By default, Perma's docker-compose.yml file will spin up a local Perma Payments for you to experiment with. For more fruitful experimentation, configure Perma Payments to interact with CyberSource's test tier by running Payments with a custom settings.py that contains our credentials. See docker-compose.yml and services/docker/perma-payments/settings.py.example for more information. CyberSource cannot communicate its responses back to your local instance, but you can simulate active subscriptions using the Django admin.
You may also decide to run both services by running docker compose in both repositories simultaneously, with a tweaked Perma network config.
First, head over to the Perma Payments repo for instructions on how to spin that up.
Once it's running, spin up Perma... but with a slightly different command than usual, so that it doesn't try to create its own Perma Payments, but instead uses the already-running one:
docker compose -f docker-compose.yml up -d
Then, run Perma's dev server as usual:
docker compose exec web invoke run
When you are finished, take down the Perma containers by running:
docker compose -f docker-compose.yml down
Don't worry if you get the following error:
ERROR: error while removing network: network perma-payments_default id 1902203ed2ca5dee5b57462201db417638317baef142e112173ee300461eb527 has active endpoints
It just means that Perma Payments is still running: the network is maintained until both projects are down.

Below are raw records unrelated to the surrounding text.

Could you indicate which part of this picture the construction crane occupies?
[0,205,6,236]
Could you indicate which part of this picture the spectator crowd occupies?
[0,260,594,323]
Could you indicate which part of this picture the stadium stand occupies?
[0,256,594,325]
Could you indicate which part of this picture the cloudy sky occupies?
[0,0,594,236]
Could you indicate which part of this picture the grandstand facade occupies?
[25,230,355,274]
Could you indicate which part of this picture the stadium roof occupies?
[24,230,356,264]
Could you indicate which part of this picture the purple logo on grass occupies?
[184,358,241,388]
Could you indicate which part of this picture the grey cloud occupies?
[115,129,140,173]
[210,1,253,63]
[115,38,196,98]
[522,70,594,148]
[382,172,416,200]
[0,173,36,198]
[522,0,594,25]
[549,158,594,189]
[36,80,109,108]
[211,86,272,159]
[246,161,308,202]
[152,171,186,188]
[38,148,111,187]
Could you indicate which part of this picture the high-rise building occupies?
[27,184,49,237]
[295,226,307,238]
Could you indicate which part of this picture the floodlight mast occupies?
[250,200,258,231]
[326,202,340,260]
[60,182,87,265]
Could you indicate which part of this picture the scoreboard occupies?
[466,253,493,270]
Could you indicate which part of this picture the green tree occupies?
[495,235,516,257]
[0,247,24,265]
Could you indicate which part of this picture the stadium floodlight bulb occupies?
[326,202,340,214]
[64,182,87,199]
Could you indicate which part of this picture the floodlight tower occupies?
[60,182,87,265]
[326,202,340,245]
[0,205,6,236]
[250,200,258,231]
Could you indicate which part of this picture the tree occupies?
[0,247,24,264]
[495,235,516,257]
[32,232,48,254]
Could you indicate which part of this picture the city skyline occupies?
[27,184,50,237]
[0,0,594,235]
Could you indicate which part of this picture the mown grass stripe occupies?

Head back over to the Perma Payments repo and run docker compose down there... and you're done.
Perma's web archives are produced using Scoop: Perma capture requests call out to the Scoop API, which captures the requested website and returns a WARC/WACZ to Perma.
By default, Perma's docker-compose.yml file will spin up a local Scoop API for you to experiment with.
You may also decide to run both services by running docker compose in both repositories simultaneously, with a tweaked Perma network config.
First, head over to the Scoop API repo for instructions on how to spin that up.
Once it's running, spin up Perma... but with a slightly different command than usual, so that it doesn't try to create its own Scoop API, but instead uses the already-running one:
docker compose -f docker-compose.yml up -d
Then, run Perma's dev server as usual:
docker compose exec web invoke run
When you are finished, take down the Perma containers by running:
docker compose -f docker-compose.yml down
Don't worry if you get the following error:
ERROR: error while removing network: network perma-scoop-api_default id 1902203ed2ca5dee5b57462201db417638317baef142e112173ee300461eb527 has active endpoints
The Scoop API is still running: the network is maintained until both projects are down. Head back over to the Scoop API repo and run docker compose down there... and you're done.
Superset is a data visualization tool that connects to the Perma database and allows users to create saved SQL queries, datasets, charts, and dashboards. To experiment with the service, run the following commands to stop the running Docker containers and build the service image.
docker compose down
docker compose up -d --build
Navigate to http://localhost:8088/ and log in to the service using the credentials specified in docker-compose.override.yml. Once logged in, the existing objects should be imported into the local playground.
When you are done with local development, export the dashboards using the Bulk Select Dashboards button, and place the downloaded zip file at services/docker/superset/dashboard_export.zip.